The debate over healthcare reform has given one topic short shrift: How would reform affect consumers?
While some of the details are not yet decided (and may not be fully decided for months), a picture is emerging that could help you better understand how buying health insurance could change under the proposals.
The key issues for consumers fall into two broad categories -- market reforms and coverage guarantees, said Drew Altman, president and chief executive of the Kaiser Family Foundation.
Market reforms address how insurance companies can operate, and these changes are dramatic. Under existing law, insurers have the right to pick and choose their customers. They would not have that right under any of the reform proposals.
Insurance companies would be barred from refusing to cover “preexisting medical conditions” and from denying coverage completely because of ailments that you already have or that run in your family.
In addition, the proposed laws would prevent companies from charging sick people so much for coverage that it would price them out of the market, Altman said.
“That’s a sweeping change that touches everyone,” Altman said. “You cannot get dropped or turned away if you lose your job or lose your insurance. And they cannot raise your rates to make it impossible for you to afford coverage.”
The flip side of that coin: You would have to buy insurance, whether you want to or not.
All the proposals require that you buy health insurance or pay a penalty, usually in the form of a tax. The amount of the penalty is a moving target at the moment, but it would probably amount to some percentage of the cost of bare-bones coverage.
A lot of people have a teenage reaction to mandates -- they don’t like being told what to do. But experts explain that mandates are necessary here because they would eliminate the inequity of today’s system.
Under existing law, you can choose not to spend money on health insurance without worrying that you won’t get care. Why? Federal law demands that you get treated, regardless of whether you are insured or can afford to pay, said John Desser, vice president of public policy at EHealthInsurance Services Inc. in Mountain View, Calif.
The Emergency Medical Treatment and Active Labor Act, passed in 1986, says that you cannot be refused treatment or transferred to another facility when you are in an unstable medical condition.
As a result, people who are not insured merely need to wait until their condition is bad enough. Then they can go to an emergency room and get treated free of charge -- or rather at a huge cost, but to taxpayers rather than themselves.
That law is also why debates about whether illegal immigrants would get health coverage under the law are spurious. Yes, they will. They get coverage now. It’s a matter of whether they get coverage through an insurance program or through emergency rooms, as they do now.
“We are a compassionate society,” Desser said. “We have already decided that we don’t want people dying on the street when they can’t afford care.”
Whenever there’s a mandate to buy coverage, the government also has to spell out what type of coverage meets that mandate. In other words, it has to create a model insurance policy that meets the requirements in the law.
Current proposals provide only a few details of what would be in these standard policies. Here’s what we know so far:
* All policies would provide hospital, physician and preventive care.

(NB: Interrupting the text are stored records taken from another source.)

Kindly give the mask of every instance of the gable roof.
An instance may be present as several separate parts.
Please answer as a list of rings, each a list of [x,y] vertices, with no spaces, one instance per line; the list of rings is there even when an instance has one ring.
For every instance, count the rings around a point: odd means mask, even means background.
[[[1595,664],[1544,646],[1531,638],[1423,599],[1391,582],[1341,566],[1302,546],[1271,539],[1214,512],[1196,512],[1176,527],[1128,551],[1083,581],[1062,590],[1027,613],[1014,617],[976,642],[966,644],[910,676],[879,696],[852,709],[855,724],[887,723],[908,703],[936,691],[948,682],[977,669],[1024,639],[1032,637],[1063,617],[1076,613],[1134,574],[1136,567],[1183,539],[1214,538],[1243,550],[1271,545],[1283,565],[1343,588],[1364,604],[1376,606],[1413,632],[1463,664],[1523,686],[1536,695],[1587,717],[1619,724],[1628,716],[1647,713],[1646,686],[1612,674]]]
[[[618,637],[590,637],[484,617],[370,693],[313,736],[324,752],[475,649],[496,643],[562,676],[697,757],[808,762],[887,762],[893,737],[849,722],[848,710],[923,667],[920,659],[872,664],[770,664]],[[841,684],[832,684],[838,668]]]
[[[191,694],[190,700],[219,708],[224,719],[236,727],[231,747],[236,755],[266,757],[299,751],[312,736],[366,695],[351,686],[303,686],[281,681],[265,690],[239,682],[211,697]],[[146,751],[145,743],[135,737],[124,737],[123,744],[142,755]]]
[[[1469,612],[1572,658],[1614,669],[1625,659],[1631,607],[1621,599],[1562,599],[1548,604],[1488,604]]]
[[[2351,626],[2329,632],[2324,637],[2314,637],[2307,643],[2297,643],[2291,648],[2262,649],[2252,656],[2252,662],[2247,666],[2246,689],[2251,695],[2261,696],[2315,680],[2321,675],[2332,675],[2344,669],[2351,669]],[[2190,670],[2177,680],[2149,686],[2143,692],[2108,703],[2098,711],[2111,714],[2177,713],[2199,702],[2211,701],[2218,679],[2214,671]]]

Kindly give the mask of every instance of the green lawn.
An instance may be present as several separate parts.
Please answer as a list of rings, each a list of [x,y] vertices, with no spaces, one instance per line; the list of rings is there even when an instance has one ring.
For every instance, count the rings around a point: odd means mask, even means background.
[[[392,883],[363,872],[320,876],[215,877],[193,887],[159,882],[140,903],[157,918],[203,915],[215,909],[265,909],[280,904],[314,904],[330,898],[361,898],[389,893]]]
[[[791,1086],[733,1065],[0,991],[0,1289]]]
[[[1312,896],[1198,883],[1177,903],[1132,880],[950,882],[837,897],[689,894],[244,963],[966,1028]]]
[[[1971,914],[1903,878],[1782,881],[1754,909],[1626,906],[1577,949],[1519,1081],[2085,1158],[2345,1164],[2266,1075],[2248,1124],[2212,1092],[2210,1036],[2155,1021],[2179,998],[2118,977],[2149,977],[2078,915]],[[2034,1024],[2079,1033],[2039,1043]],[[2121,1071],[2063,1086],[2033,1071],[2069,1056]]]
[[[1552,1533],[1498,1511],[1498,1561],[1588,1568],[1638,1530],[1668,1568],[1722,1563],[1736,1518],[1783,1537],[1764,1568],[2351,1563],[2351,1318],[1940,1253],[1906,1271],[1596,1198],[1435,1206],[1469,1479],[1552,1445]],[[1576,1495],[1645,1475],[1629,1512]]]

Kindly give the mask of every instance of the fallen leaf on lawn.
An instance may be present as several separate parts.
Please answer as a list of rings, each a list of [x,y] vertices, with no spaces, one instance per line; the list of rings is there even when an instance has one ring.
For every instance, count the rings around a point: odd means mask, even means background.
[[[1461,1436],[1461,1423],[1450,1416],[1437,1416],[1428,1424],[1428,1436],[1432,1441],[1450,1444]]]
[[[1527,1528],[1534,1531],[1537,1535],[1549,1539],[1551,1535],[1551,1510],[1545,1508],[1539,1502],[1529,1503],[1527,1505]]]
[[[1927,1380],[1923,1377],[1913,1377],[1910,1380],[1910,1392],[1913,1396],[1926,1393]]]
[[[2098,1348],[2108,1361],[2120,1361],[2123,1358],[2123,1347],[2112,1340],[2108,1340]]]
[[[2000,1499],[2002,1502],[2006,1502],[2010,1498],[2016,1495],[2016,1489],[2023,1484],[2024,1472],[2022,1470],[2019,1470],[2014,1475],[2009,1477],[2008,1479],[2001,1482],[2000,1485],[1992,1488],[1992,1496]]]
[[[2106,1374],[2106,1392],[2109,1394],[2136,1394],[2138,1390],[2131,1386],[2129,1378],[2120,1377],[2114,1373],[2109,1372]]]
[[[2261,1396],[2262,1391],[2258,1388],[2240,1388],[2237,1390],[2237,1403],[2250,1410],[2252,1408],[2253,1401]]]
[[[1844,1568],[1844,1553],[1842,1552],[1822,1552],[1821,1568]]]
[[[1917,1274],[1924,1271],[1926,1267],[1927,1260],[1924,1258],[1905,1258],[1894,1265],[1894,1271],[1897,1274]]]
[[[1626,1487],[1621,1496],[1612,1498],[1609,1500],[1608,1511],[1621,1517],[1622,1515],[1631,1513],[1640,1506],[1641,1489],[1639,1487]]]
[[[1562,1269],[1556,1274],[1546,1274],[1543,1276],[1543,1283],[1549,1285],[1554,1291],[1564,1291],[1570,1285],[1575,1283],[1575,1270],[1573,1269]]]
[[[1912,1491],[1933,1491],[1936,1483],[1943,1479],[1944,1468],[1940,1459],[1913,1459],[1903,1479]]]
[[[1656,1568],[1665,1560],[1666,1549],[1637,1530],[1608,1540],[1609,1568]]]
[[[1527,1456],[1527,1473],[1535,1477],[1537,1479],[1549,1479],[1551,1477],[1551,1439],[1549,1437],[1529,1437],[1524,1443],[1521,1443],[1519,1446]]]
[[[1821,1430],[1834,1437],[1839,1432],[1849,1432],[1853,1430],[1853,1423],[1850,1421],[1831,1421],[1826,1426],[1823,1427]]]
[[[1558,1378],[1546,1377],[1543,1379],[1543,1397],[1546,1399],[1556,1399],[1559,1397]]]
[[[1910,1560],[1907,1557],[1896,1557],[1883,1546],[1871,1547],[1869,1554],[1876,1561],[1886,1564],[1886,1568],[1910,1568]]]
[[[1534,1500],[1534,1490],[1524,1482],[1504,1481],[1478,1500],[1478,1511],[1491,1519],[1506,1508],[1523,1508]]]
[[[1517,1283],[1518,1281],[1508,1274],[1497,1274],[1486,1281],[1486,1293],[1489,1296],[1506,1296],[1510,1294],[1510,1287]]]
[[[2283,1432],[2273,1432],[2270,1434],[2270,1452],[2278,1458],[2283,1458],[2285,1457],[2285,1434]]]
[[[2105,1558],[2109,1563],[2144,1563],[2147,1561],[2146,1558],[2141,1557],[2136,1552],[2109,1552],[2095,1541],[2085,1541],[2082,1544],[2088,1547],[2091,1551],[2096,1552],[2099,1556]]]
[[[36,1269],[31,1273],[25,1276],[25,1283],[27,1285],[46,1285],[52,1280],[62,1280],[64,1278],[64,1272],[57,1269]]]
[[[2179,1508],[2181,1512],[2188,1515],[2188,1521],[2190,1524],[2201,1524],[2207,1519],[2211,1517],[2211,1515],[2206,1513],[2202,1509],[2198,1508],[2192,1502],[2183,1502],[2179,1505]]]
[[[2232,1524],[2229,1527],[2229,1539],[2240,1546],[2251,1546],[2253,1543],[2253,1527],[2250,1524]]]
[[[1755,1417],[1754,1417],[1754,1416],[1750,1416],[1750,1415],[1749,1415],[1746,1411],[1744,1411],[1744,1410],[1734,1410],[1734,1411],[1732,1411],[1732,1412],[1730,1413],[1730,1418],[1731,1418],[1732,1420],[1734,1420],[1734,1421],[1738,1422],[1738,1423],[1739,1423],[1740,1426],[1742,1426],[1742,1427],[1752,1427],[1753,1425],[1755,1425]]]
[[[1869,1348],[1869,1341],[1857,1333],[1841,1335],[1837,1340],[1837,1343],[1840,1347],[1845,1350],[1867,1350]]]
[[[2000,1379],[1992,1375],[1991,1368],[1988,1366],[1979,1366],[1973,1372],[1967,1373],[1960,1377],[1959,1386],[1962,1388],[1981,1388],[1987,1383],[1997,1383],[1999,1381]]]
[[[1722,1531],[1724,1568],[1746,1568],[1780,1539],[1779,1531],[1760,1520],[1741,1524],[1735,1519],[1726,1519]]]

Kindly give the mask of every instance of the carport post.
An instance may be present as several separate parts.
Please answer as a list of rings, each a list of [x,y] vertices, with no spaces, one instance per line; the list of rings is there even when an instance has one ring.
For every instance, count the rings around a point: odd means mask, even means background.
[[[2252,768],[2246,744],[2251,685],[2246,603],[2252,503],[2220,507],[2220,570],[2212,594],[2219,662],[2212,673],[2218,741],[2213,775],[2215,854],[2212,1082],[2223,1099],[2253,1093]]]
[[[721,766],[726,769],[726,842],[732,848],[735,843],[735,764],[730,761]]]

* Young people would be able to buy a bare-bones policy called the “young and invincible” plan. It would have high deductibles and low premiums but would cover major medical.
* The amount you have to pay for such things as co-payments and deductibles would be capped. Under current proposals, the most a family would have to spend would be about $11,900 annually. After that, all costs would be covered, regardless of the restrictions in your plan. (Individual caps are half as much.)
* Consumers would be able to choose from a group of standardized policies, some of which would offer lower premiums but higher deductibles. Other policies would offer high-end coverage but at a higher monthly cost.
* Subsidies would be provided to people who could not afford insurance premiums or the cost of their deductibles and co-insurance. Currently, those subsidies would kick in for anyone with income below 300% of the federal poverty guidelines. These guidelines vary based on family size and location. A family of four living in the continental U.S. would get the subsidy up to about $66,000 in income, Dresser said.
The most contentious coverage debate boils down to this: Congress doesn’t want to be accused of approving skimpy coverage. But the more it mandates in the model policies, the more you pay. If you demand that people buy insurance, you don’t want to price them out of the market.
“There is a big balancing act going on between the cost of the legislation and the adequacy of the subsidies and the coverage itself,” Altman said. “A lot of this is going to be tweaked several times as this goes through the process.”